Abstract: In many settings, most notably two-person zero-sum games, game theory provides particularly robust solution concepts. However, in most interesting AI applications, it has been prohibitively complex to find such solutions because the state space is extremely large. In this talk I will discuss our work on taming the complexity over the last three years, focusing on sequential incomplete-information games. First, I introduce automated abstraction algorithms. I will cover lossless (i.e., equilibrium-preserving) algorithms, as well as algorithms that are lossy, but which yield much smaller games that retain the most important features of the original game. Second, I present algorithms for finding approximate equilibria. They are based on recent theoretical advances in non-smooth convex optimization, and provide drastic improvements over prior (linear programming-based) algorithms for finding approximate equilibria. Combining these two streams, we enable the application of game theory to games that are many orders of magnitude larger than previously solvable. In particular, we find near-optimal solutions for a full four-round model of (Heads'Up Limit) Texas Hold'em poker, and demonstrate that the resulting player beats prior computer poker players.

This is joint work with Andrew Gilpin, and parts are also joint with Troels Bjerre Sørensen, Javier Pena, and Samid Hoda.

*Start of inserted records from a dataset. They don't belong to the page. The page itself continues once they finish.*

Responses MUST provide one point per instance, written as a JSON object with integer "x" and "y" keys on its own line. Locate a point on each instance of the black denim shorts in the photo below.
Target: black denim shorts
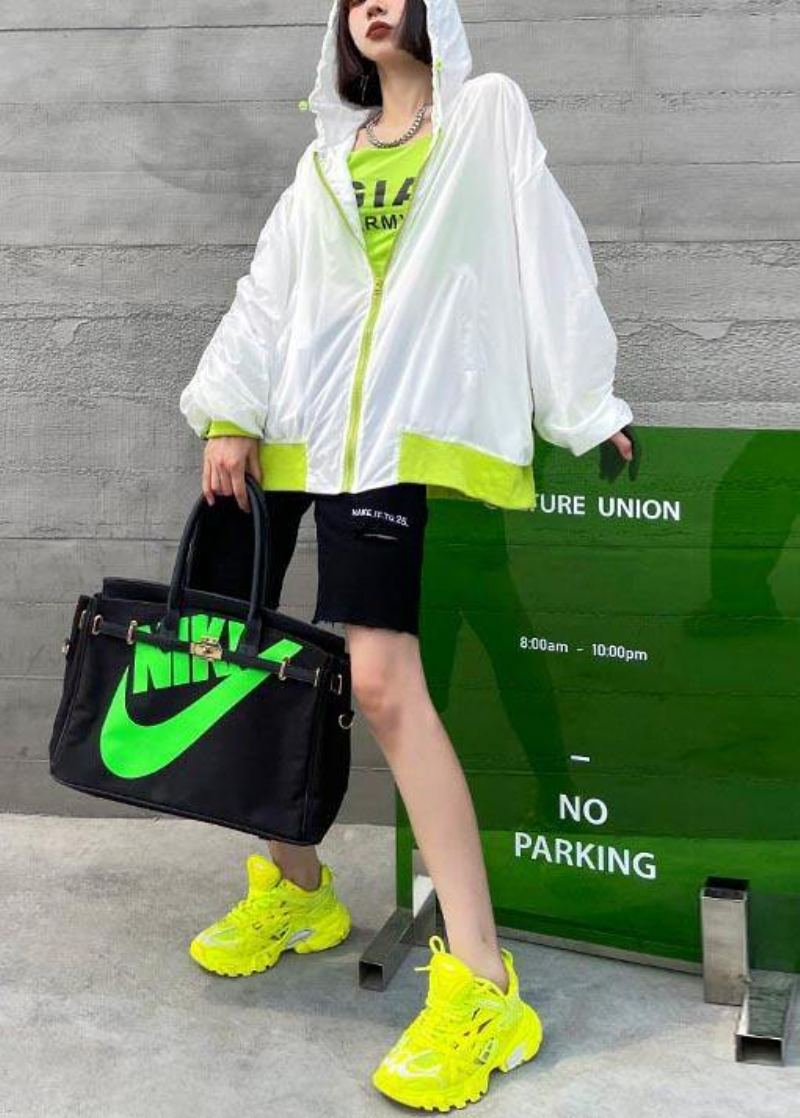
{"x": 370, "y": 550}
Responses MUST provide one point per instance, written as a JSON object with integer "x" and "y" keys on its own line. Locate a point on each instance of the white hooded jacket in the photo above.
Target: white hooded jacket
{"x": 487, "y": 316}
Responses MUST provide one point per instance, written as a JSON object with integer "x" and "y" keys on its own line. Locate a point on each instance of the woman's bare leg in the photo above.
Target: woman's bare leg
{"x": 392, "y": 694}
{"x": 297, "y": 863}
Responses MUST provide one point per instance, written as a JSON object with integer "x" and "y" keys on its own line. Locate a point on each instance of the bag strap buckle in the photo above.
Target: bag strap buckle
{"x": 207, "y": 646}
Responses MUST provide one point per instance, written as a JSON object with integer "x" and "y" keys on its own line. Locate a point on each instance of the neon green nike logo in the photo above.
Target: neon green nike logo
{"x": 130, "y": 749}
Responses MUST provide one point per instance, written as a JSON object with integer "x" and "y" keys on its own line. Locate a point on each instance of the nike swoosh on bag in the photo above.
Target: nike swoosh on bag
{"x": 132, "y": 749}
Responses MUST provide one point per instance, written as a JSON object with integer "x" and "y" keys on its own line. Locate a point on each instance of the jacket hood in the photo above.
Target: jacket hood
{"x": 451, "y": 65}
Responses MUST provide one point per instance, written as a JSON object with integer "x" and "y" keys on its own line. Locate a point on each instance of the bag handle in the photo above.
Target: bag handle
{"x": 251, "y": 637}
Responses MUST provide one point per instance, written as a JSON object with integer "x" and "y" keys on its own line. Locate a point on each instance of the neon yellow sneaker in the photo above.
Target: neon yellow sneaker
{"x": 466, "y": 1029}
{"x": 275, "y": 916}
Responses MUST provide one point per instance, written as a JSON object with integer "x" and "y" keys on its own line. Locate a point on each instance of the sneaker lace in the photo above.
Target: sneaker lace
{"x": 438, "y": 1020}
{"x": 249, "y": 906}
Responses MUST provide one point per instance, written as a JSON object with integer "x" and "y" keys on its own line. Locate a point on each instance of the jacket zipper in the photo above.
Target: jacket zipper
{"x": 378, "y": 284}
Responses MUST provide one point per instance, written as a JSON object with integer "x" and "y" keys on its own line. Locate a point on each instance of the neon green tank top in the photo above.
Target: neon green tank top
{"x": 383, "y": 180}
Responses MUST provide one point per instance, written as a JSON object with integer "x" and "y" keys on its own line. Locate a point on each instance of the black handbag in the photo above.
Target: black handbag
{"x": 203, "y": 704}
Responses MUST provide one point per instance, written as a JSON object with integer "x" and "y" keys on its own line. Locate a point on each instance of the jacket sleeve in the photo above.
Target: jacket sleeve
{"x": 571, "y": 344}
{"x": 231, "y": 381}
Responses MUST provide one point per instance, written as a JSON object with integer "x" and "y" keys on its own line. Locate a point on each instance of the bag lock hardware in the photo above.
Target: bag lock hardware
{"x": 207, "y": 646}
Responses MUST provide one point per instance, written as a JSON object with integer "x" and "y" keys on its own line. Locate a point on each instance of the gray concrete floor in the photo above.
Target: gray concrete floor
{"x": 103, "y": 1013}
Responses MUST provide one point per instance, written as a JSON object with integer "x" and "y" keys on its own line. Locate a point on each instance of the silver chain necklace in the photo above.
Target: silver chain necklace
{"x": 416, "y": 124}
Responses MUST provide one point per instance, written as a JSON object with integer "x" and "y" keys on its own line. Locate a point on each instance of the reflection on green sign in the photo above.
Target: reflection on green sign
{"x": 619, "y": 672}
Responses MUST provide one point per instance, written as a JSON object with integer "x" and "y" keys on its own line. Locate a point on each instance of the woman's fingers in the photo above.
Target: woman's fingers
{"x": 224, "y": 470}
{"x": 207, "y": 486}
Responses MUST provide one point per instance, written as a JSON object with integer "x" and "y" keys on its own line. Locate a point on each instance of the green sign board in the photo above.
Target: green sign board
{"x": 619, "y": 672}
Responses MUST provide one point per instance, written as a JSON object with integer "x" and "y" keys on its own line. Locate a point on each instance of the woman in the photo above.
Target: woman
{"x": 417, "y": 291}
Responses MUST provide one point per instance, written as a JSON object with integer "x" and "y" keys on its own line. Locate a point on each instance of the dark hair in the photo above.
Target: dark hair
{"x": 352, "y": 67}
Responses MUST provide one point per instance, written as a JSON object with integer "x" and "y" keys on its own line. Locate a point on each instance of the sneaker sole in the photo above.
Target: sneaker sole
{"x": 329, "y": 932}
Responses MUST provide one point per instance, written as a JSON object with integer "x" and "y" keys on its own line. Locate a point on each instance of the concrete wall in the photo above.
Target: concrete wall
{"x": 142, "y": 147}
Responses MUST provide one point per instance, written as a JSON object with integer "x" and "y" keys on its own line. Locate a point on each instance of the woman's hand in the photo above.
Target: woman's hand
{"x": 617, "y": 449}
{"x": 226, "y": 460}
{"x": 624, "y": 445}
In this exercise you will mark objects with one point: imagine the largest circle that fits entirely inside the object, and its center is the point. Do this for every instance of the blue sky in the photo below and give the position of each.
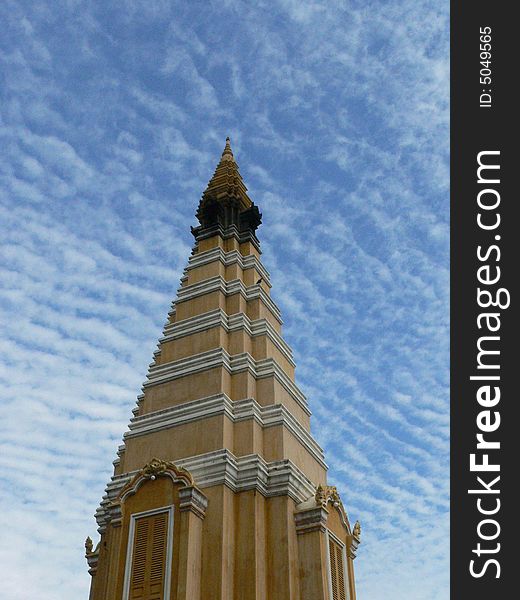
(112, 118)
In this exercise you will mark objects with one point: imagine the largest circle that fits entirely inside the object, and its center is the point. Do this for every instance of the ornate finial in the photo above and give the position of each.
(89, 546)
(326, 493)
(356, 532)
(154, 468)
(227, 154)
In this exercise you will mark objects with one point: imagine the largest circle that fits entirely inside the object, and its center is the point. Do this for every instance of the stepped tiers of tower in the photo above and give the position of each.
(219, 490)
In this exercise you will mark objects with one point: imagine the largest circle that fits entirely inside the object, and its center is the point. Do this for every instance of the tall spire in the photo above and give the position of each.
(225, 204)
(219, 488)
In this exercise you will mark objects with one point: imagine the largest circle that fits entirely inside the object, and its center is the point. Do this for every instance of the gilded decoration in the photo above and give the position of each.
(325, 494)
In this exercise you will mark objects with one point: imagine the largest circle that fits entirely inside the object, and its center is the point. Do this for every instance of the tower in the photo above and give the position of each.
(219, 490)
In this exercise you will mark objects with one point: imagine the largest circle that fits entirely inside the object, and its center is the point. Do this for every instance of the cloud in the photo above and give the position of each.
(112, 119)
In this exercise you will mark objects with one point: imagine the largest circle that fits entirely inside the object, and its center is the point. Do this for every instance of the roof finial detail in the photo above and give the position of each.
(228, 153)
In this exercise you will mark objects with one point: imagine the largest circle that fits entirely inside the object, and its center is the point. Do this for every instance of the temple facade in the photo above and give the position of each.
(219, 489)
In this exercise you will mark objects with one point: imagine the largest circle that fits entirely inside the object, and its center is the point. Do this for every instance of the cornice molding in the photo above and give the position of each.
(221, 467)
(266, 416)
(236, 322)
(228, 288)
(219, 357)
(227, 259)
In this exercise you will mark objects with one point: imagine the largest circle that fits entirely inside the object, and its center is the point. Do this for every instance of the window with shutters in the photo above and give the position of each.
(147, 575)
(337, 573)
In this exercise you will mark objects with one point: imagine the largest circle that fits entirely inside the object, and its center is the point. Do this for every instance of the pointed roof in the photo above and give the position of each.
(227, 183)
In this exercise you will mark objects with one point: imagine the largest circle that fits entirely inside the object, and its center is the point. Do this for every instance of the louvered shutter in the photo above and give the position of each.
(147, 577)
(337, 573)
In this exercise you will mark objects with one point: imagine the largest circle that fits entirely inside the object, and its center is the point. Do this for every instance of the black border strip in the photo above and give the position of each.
(478, 125)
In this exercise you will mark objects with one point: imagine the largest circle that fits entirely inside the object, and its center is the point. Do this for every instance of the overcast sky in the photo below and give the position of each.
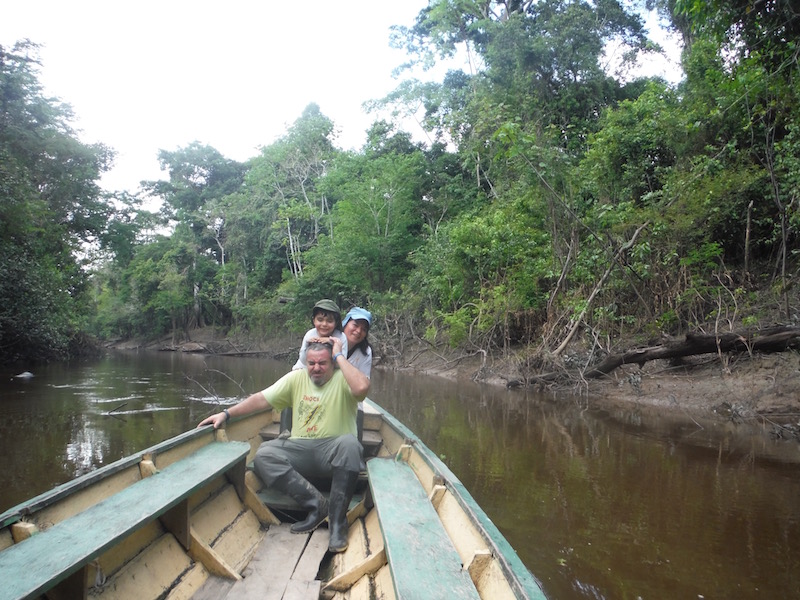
(149, 75)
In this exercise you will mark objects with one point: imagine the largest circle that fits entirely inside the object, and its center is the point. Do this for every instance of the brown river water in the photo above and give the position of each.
(614, 506)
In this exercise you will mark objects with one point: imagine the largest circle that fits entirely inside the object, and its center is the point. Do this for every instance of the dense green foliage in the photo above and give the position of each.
(554, 193)
(50, 209)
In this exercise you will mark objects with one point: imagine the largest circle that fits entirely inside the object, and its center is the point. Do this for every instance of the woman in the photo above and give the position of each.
(356, 325)
(356, 328)
(358, 351)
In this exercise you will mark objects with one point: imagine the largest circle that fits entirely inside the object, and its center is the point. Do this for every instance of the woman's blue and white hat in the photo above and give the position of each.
(358, 313)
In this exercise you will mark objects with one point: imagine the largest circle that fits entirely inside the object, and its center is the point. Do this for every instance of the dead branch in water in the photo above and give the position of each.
(774, 339)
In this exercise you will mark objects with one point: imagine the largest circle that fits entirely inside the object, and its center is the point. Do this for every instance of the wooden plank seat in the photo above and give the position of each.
(422, 559)
(60, 554)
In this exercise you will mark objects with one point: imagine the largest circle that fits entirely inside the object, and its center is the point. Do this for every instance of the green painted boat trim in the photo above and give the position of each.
(524, 583)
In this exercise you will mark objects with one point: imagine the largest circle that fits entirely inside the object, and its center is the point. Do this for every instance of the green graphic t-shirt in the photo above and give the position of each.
(318, 412)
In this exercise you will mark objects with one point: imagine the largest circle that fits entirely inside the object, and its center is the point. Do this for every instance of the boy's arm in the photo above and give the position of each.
(358, 382)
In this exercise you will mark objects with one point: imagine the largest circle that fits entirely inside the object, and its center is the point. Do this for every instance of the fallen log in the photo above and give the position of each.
(773, 339)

Short Bio: Tuomas Sandholm is Professor in the Computer Science Department at Carnegie Mellon University. He received the Ph.D. and M.S. degrees in computer science from the University of Massachusetts at Amherst in 1996 and 1994. He earned an M.S. (B.S. included) with distinction in Industrial Engineering and Management Science from the Helsinki University of Technology, Finland, in 1991. He has published over 250 technical papers on electronic commerce; game theory; artificial intelligence; multiagent systems; auctions and exchanges; automated negotiation and contracting; coalition formation; voting; safe exchange; normative models of bounded rationality; resource-bounded reasoning; machine learning; networks; and combinatorial optimization. He has 17 years of experience building optimization-based electronic marketplaces, and several of his systems have been commercially fielded. He is also Founder, Chairman, and Chief Scientist of CombineNet, Inc., which has fielded over 400 large-scale generalized combinatorial auctions, with over $25 billion in total spend and over $3.2 billion in generated savings. He received the National Science Foundation Career Award in 1997, the inaugural ACM Autonomous Agents Research Award in 2001, the Alfred P. Sloan Foundation Fellowship in 2003, and the IJCAI Computers and Thought Award in 2003.